We’re moving. Over 500 books my wife collected over the decade are moving too. About 300 of them are moving with us. The remainder of ten scores and a bit are being let go, each with her imprints and a lament of loss as they were put in a separate box to find new homes.
As we were sorting through the books, one cover captured me like none other. I read it years ago, long before I met my wife.
A cover of Animal Farm that might be confused as a Farm Animals colouring book.
The cover is egregious. A collage of clip art with the animals in disparate styles are scattered on the bright green farm without any notion of perspective. It’s as if they’re all from different universes with their own laws of physics. The bright pink pig is smirking, with disembodied eyebrows. Eeyore, dressed up as a horse, is on a flat green patch magically spanning across two mounds. Two trees curved like bananas, one anthropomorphised with googly eyes and leg-like roots. The couldn’t be happier smiling pup with a loyal red collar which looks like a cross between Pluto and Snoopy. The untitled chicken in a confused pose. All of that topped with typography reminiscent of the WordArt from the ’90s. It is bizarre.
Whatever goes upon two legs is an enemy.
Amidst the chaos, there are details that might reassure the reader that there is order. The pig is standing upright, albeit on one leg, which one might assume is a nod to the final maxim four legs good, two legs better. The correct and original name name of the farm, Manor Farm, is bolted on the fence typeset in the friendly Comic Sans. The little hoof and horn symbol near the bottom left is a tiny glimmer of hope in this childish attempt of a cover.
Whatever goes upon four legs, or has wings, is a friend.
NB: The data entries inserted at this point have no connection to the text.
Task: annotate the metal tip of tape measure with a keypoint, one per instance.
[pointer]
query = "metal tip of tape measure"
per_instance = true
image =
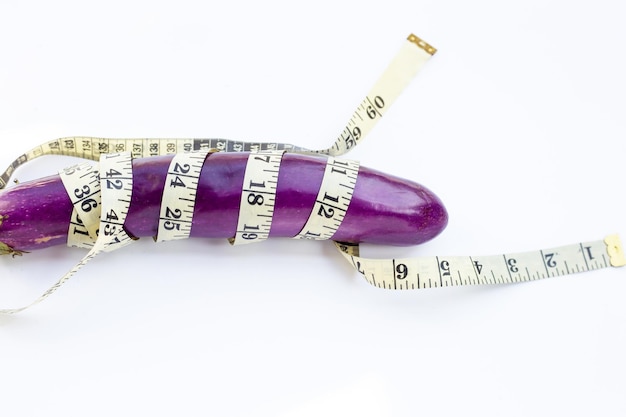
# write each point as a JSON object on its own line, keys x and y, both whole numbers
{"x": 422, "y": 44}
{"x": 615, "y": 251}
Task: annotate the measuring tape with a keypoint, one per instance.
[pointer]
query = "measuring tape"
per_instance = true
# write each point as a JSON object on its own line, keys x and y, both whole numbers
{"x": 101, "y": 199}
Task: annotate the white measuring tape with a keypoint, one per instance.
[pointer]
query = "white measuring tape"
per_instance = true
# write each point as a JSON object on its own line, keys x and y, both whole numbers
{"x": 115, "y": 190}
{"x": 100, "y": 206}
{"x": 179, "y": 195}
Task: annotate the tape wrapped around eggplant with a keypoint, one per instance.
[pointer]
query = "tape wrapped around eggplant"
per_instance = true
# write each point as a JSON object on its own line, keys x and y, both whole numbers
{"x": 384, "y": 209}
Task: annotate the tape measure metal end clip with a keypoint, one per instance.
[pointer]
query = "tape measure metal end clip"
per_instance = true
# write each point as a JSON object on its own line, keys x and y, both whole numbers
{"x": 615, "y": 250}
{"x": 422, "y": 44}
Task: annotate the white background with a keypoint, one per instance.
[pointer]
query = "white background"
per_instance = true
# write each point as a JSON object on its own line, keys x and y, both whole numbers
{"x": 518, "y": 124}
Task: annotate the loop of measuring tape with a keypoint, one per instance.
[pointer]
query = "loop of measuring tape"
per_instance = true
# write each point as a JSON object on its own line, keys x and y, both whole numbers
{"x": 115, "y": 190}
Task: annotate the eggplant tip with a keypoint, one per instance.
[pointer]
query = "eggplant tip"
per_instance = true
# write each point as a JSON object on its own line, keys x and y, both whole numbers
{"x": 7, "y": 250}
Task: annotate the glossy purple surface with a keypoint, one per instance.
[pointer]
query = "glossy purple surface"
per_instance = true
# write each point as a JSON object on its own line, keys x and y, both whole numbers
{"x": 384, "y": 209}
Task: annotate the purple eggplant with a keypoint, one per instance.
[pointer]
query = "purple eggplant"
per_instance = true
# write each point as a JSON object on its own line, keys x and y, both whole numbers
{"x": 384, "y": 209}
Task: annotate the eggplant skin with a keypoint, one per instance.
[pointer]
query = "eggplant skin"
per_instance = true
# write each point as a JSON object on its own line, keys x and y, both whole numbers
{"x": 384, "y": 209}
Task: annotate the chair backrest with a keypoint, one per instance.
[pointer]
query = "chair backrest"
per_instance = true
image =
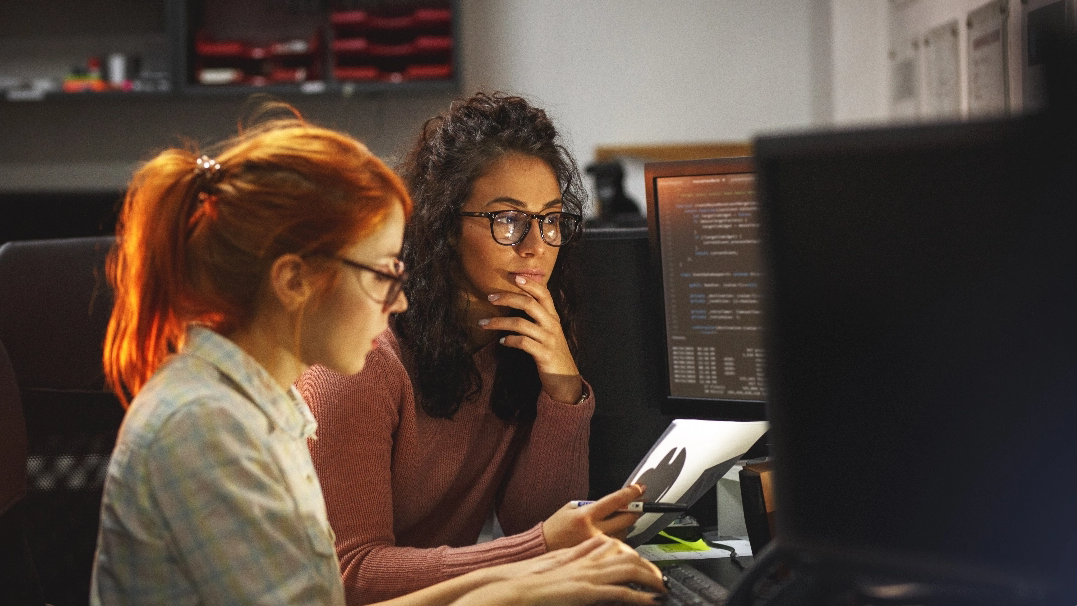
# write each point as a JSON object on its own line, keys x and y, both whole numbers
{"x": 18, "y": 580}
{"x": 54, "y": 309}
{"x": 12, "y": 436}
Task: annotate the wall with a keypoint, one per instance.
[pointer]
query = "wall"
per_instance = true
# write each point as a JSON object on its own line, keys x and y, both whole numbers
{"x": 610, "y": 71}
{"x": 864, "y": 32}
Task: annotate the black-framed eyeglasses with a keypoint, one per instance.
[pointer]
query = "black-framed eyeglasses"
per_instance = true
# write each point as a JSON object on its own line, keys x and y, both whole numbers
{"x": 382, "y": 286}
{"x": 509, "y": 227}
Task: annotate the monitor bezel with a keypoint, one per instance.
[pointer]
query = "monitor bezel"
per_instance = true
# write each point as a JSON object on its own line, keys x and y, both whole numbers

All the other animals, are on their fours, or with wings. One might conclude that the pig is the only exception in this set.
No animal shall wear clothes.
Until one squints and notices the chicken is a barista with a tiny bow on its combs and a denim apron. Its expression is that of one dealing with an order of a latte without milk. Whether these items are full-fledged garments are not, they are clothing. It follows the chicken is an enemy (spy), despite barely having a role in the pages within. There is respite to this contradiction though if one looks at the spine.
The pig standing upright styling a dark brown dungaree holding a straw.
The respite lasts as long as you ignore the typographic atrocities committed. The use of Comic Sans alone is criminal enough, but pairing that with Shelley Script is like pairing Haribo with Ferrero Rocher. The blatant misalignment on the spine, Animal Farm typeset on a curved path on a cartoonish wooden plank with a different curvature than of the text, and the visually unbalanced publisher logo once seen, can’t be unseen.
It is a crime. And maybe that is why it works. The cover’s thoughtlessness is an allegory not too different from the words within its bounds. I won’t be reading this copy published in 2010 by Pigeon Books — I assume no relation to Penguin Books, beyond both being named after birds starting with the letter P. However, I will be taking the book with us. For this move and all the next, as it is one of a kind.